April 4 may be the official death date for ECW, but to Sapolsky its fate was sealed a month earlier after his conversation with Heyman. “I kind of moved on,” he remembers. “I know there are people who hadn’t and were still holding out hope something was happening… I don’t remember exactly how I learned it was bankrupt; I probably just read it online or something. But at that point, everything was like a foregone conclusion to me.” Even though Sapolsky had a different deal from the wrestlers involving the programs and was able to sustain himself, it’s been reported that he’s owed in the neighborhood of a thousand dollars from ECW. If there is any money he’s owed, it’s inconsequential and doesn’t bother him at all.

In regard to the ECW talent, jumping ship to the WWF at this time wasn’t so easy, as World Championship Wrestling also bit the dust on March 26, 2001. That was when WCW aired its final Monday Night Nitro, where, in storyline, the WWF’s Shane McMahon purchased the company. In actuality, Vince McMahon bought the floundering WCW for a minuscule amount of money compared to what it was once worth. With the WWF’s acquisition of WCW, and later the bankrupt ECW on April 11, there went from being three major promotions in the U.S. to one in just a matter of weeks. Not only was the entire ECW roster now out of a job, but so was the talent pool at WCW, and the WWF was now the only place for all of them to go.

“It was really a negative time for wrestling because all the competition was defeated, and WWE was king,” Sapolsky says. “I believe the lack of competition hurt the business, and the reason why I believe the more healthy companies there are, the better it is for wrestling, is that when the other companies go out of business, the fans don’t all necessarily go start watching the one company that’s remaining. Instead, the fans all just disappear and stop watching wrestling altogether. So, what really kind of led to the business failing was you had WCW fans and ECW fans that didn’t really just jump on board with WWE, and they just stopped watching.
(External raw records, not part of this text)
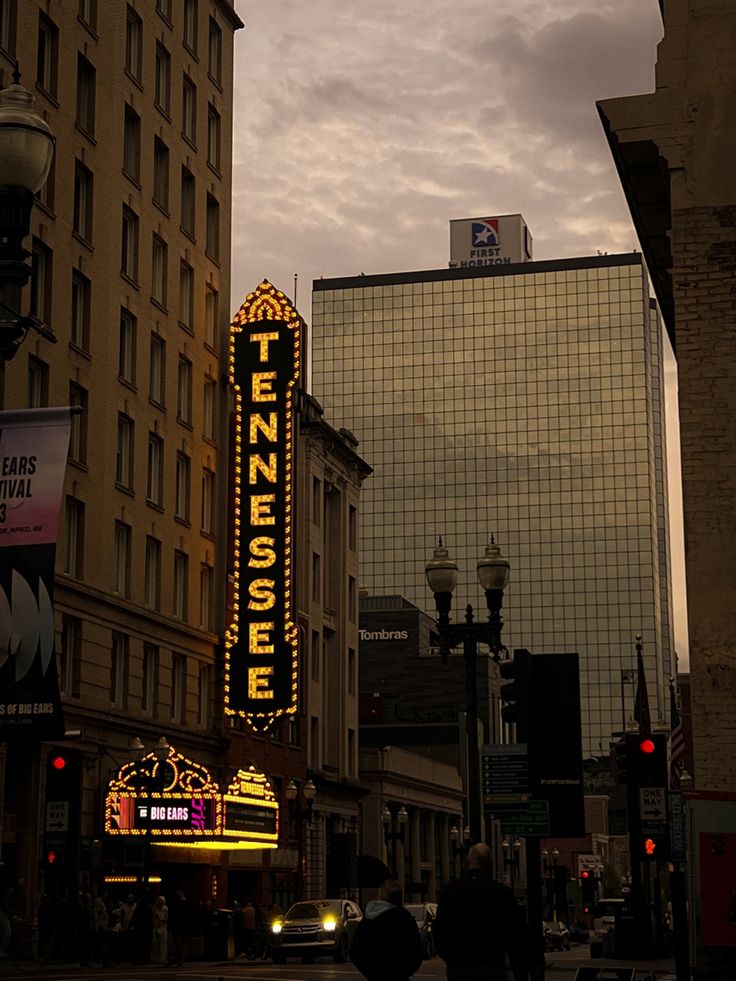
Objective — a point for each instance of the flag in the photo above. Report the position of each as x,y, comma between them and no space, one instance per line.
677,742
641,703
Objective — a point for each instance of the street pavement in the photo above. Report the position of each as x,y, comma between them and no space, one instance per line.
561,966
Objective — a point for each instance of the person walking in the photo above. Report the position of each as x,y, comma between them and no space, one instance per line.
387,945
160,945
478,923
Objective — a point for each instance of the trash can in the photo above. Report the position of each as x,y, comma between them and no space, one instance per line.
219,942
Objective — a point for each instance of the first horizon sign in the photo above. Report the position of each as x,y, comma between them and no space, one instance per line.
261,642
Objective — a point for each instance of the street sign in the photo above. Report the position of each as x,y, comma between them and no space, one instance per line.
57,815
505,773
652,805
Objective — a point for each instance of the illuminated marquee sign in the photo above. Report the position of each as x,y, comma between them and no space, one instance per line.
261,643
178,802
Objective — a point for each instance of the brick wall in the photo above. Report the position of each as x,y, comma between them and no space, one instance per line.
704,252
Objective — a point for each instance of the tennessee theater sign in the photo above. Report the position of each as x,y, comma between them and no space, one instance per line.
261,642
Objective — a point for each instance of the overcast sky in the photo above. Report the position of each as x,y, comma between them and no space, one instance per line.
362,128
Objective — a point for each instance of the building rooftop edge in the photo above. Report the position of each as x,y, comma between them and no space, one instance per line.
479,272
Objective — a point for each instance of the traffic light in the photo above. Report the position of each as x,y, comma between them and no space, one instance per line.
515,692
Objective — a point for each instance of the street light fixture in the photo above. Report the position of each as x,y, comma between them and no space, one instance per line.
26,154
493,575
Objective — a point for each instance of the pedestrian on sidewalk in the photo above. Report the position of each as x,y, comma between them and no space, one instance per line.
387,945
479,924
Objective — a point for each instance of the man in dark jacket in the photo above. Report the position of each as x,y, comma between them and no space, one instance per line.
387,945
478,922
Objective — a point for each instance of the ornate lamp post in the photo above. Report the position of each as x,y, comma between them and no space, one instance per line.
493,575
26,154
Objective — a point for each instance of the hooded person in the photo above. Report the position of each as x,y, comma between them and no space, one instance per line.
387,945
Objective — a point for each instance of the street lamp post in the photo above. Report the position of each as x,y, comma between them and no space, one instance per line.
26,154
394,833
300,813
493,575
511,852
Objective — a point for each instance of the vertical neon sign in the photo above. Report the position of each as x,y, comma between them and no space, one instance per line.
261,642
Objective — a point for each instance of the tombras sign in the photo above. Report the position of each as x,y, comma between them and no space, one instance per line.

It was definitely a dark day, no doubt.”

If the TV ratings are any indication, there was some initial interest: The edition of Raw in which the WWF bought WCW scored a 4.7 rating, and had a massive bump the following week with a 5.65 (to be fair, this was the show that followed WrestleMania X-Seven and top star Stone Cold Steve Austin’s heel turn, so the increase may not have been entirely because the WCW audience switched over). The numbers, however, would pretty much decline back down to the low to mid-4s over the following two months. A select group of ECW stars made their WWF debuts around this time, including Rhino, Justin Credible, and Jerry Lynn, but there’s not much evidence that their appearances on WWF television brought over a significant amount of ECW fans. That could largely be because none of them were necessarily featured as prominent talent, and were mostly lost in the shuffle of the number one promotion.

Rob Van Dam and Tommy Dreamer joined their ECW brethren in the WWF on July 9, 2001, and they would team up in a storyline with WCW as part of the infamous “Invasion” angle, in which they would gang up on the WWF. The only thing that needs to be remembered about it is that it’s considered by many to be the most poorly-handled and detrimental wrestling angle in history.
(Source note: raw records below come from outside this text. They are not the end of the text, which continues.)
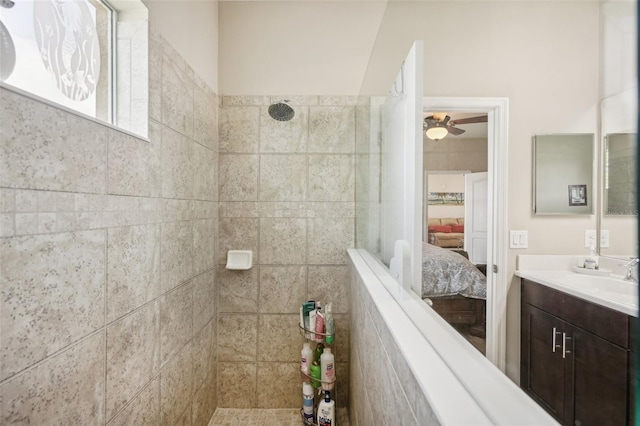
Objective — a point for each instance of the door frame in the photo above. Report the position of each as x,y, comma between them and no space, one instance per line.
497,110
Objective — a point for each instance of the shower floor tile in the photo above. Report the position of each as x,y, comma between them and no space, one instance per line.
264,417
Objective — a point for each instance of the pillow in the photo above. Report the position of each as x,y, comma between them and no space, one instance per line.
440,228
457,228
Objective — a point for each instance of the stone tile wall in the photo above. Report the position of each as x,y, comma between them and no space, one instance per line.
108,254
286,191
384,389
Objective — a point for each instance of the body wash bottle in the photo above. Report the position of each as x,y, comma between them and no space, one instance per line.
305,361
327,369
328,324
307,402
327,411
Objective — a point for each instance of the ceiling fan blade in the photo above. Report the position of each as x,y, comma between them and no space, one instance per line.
470,120
440,116
455,131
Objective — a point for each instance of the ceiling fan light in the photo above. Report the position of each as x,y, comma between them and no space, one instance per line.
436,133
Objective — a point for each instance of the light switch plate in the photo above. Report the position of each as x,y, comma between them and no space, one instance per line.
590,238
518,239
604,238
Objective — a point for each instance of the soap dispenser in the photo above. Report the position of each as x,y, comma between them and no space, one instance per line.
591,262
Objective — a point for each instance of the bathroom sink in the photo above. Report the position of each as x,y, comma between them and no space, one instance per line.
610,291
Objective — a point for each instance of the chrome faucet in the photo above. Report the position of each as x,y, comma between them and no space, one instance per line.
630,267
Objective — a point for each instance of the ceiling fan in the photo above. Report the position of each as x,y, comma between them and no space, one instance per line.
439,125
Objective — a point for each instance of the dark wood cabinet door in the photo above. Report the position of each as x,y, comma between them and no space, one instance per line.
599,381
543,370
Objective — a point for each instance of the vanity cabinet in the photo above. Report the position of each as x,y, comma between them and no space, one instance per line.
575,357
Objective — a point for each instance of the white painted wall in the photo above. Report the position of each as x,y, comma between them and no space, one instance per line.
298,47
191,27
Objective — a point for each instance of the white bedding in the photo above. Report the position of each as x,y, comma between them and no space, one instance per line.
447,273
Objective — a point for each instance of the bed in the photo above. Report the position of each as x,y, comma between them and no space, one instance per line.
456,288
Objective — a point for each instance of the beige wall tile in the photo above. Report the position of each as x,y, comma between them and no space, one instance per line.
279,385
65,389
72,159
205,117
176,387
144,410
330,284
203,342
283,241
237,337
177,165
133,355
279,337
134,164
204,401
284,136
177,94
231,101
283,178
133,262
331,177
282,289
236,385
176,259
204,173
55,284
204,245
176,321
239,129
237,234
238,177
237,290
332,129
329,239
204,298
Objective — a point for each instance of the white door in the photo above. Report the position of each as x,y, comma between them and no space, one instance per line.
475,216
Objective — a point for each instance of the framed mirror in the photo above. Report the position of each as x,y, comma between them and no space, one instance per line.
563,174
620,178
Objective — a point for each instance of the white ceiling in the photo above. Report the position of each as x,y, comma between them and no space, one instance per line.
472,131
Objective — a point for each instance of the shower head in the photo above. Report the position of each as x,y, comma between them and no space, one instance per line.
281,111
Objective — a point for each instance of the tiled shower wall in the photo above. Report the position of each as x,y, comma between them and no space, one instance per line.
286,191
384,390
108,254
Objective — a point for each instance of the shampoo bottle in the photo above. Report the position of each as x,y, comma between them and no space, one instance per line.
319,325
314,368
307,402
327,411
305,361
318,352
327,369
328,324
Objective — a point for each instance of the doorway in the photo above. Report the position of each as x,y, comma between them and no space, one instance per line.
496,110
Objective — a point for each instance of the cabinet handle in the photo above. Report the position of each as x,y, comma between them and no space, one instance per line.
553,340
564,345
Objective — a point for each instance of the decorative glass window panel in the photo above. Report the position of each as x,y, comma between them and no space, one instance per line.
61,52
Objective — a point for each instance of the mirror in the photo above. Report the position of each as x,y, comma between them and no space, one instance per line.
563,174
620,175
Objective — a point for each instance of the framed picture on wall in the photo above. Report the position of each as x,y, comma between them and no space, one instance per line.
577,195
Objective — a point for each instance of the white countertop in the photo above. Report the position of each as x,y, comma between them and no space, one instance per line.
611,292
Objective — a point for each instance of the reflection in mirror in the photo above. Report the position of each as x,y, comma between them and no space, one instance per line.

Sapolsky never made plans to reunite with his mentor Heyman in the WWF once ECW closed, and committed to other plans instead. But when it comes to the death of his beloved hardcore home, the regrets are there.
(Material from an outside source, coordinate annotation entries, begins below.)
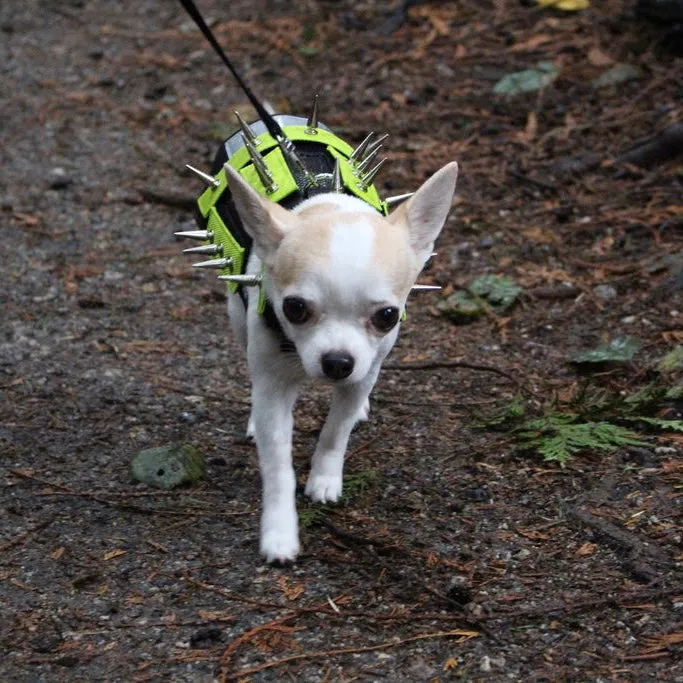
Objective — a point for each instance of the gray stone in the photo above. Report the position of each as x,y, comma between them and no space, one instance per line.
606,292
169,466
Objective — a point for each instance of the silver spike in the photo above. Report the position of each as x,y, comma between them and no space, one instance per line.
337,184
291,157
375,145
398,199
367,179
312,123
214,264
209,249
357,153
208,179
245,280
201,235
262,170
364,165
246,130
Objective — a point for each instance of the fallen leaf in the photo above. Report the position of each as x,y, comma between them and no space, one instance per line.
291,590
565,5
450,664
586,549
532,43
597,57
212,615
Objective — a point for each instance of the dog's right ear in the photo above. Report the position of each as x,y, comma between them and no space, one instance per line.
266,222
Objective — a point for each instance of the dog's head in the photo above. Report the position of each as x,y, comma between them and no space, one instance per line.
338,273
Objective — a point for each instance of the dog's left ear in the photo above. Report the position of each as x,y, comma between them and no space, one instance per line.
266,222
425,213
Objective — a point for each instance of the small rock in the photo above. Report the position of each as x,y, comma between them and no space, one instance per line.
204,638
479,495
58,179
169,466
459,591
606,292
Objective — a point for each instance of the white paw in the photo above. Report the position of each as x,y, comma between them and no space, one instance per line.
251,430
324,488
364,412
279,545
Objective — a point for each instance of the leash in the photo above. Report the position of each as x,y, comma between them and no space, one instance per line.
271,124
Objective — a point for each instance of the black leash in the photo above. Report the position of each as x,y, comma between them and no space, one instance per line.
270,123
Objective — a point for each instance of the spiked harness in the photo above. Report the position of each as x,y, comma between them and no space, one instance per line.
312,161
285,158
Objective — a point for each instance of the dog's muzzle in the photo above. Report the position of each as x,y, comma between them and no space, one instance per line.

“I wish I had done more to promote, and anything that I could, really,” he admits. “You just have a feeling when something you love that much just disappears, and you think, ‘Maybe I could have handed out more flyers, or maybe I could have done more online.’ It takes a while to get through that, and once you do, you kind of realize there was nothing else I could have done. But you definitely have that feeling, even being on the smallest level, of what more could I have done to bring awareness to the ECW brand, or get more eyeballs on the product, or get the fans more excited about it. You do go through that phase, which I definitely went through. I thought about that for a while, but then you kind of get to the point where, when the details come out, and you realize there was nothing we could have done.”